Так дошли они до подножия Карадага. Холмистые ступени уходили вверх, и Назар с отчаянным визгом начал взбираться по этим ступеням. Вскоре откуда-то сверху, из-за холмистого выступа, послышался его голос:

— Дедушка, залезай сюда, здесь много арчи. Ой, дедушка, и ежевика растет, какая вкусная! Ай, перепелка, перепелка! Смотри, она к тебе полетела!

Но у дедушки Абды не было сил взобраться наверх. Он позвал устало:

— Спускайся, Баллым, упадешь.

А сам все думал, пытался понять, отчего исчез арчовый лес. Как же беззаботны оказались люди, которые не расчистили вовремя русла ручьев, бегущих сверху! Если приглядеться, можно было и сейчас разглядеть извилистые борозды, по которым когда-то бежала вода, чтобы напитать корни деревьев. А потом воды больших дождей устремились в сторону в поисках нового русла. И лес на склоне, утолявший жажду лишь этой водой, постепенно зачах. Но вот и следы топора. Здесь лес просто рубили, не заботясь о том, чтобы вырастить новый.

Назар кричал сверху:

— Мне тут очень нравится, дедушка! Давай поставим палатку, ладно? В этих горах не заблудишься...

Неподалеку пыхтел движок. Рядом с ним, точно курятник белел небольшой домик. Ведя за руку внука, дедушка Абды подошел к домику. Навстречу торопливо выскочил смуглый паренек. Он рассказал, как исчез родник. Для того чтобы в селе было больше воды, здесь пробурили скважину — ее и приводит в действие движок. Из скважины потекла холодная и вкусная вода. Теперь ее стало в колхозе вдвое больше, но в роднике вода стала убавляться, русло высохло и покрылось пылью.

— Да, да, — сказал дедушка Абды, — может быть, родник и невозможно было сохранить. Но скажи, сынок, как вы иссушили арчу на склоне горы?

Паренек посмотрел в сторону горного склона и удивленно поднял брови:

— Арча на горе? Сколько я себя помню, здесь никакой арчи не было.

— Что ты, голубчик. Не только на склонах, но и на равнине рос арчовый лес. Он доходил вот до этого места, где мы теперь стоим. В нем стаями водились куропатки. Где же они?



— Не знаю. Наверно, это было очень давно, до моего рождения. Мне ведь только семнадцатый год пошел...

И дедушка Абды, все сильнее горбясь, пошел прочь от скважины, ведя за руку внука.

Старый Абды слышал и не слышал голос внука.

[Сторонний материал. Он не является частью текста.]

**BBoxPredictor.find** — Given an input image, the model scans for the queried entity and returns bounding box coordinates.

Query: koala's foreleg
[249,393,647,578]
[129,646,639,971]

Теперь он думал о том, что нельзя на целые десятилетия уходить от родного дома. Нет, нельзя, потому что и здесь иногда может понадобиться твое слово, твои хозяйские руки.

Стоявший возле движка паренек наблюдал за всеми действиями старика и мальчика.

«Кто это такой и на что ему понадобился лес?— думал паренек... — Хотя... кому не нужен лес? Может быть, и мне было бы тут веселее, не так скучно, если бы это пыльное поле зеленело и на нем пели куропатки».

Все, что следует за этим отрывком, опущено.